To the extent that we often think of God as a means to getting what we want, it’s easy to read here that if we are faithful with our money then God is going to bless us with more, so this can even become a kind of enlightened strategy toward wealth accumulation, and we might tell ourselves that we’re rich because we’re inherently good.  And likewise we might think the poor remain poor because they’ve been unfaithful, that in a sense they deserve their position.   The blessings we want most of all are the material ones.  


But the whole parable points to a different reality, that true riches are found in relationships. Again, the manager is commended when we stops using his position and the resources at his disposal to accrue wealth and instead engender the goodwill of others, to facilitate the kind of relationship that will secure his future.  Likewise, he mismanaged God’s property exactly by disregarding the members of his community over whom he had power, and worse, by distorting their relationship to God.  Rather than lifting burdens in God’s name, he increased them.  

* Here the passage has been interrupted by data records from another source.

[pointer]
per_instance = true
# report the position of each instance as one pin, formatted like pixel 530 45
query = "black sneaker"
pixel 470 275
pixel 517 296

You cannot serve God and mammon, or - as we’ll read next Sunday - the love of money is the root of all evils.  When we hear this and even as it impresses itself upon us, we probably think about it in psychological terms, in terms of where our heart is, and that the goal then is to get our heart in the right place, and if we do that then all is well.  But the passage doesn’t let us off so easily.  It confronts us with the reality that the love of money doesn’t just make it hard to love God in some abstract sense, but rather the love money makes us, in very concrete ways, bad neighbors.  Love of God and love of neighbor are not just related, but more or less inseparable, and our pursuit of riches, which we so easily justify, makes it very difficult to actually love our neighbors as ourselves.  


Jesus instead invites to consider the possibility that true riches are found not in the little kingdoms we try to build for ourselves, but only in the kingdom of God, where all that we’ve been entrusted with is used to bless others, where all resources are directed toward the building of the kingdom, where there will be nor poor or needy, but all living in right relationship to one another, and with God.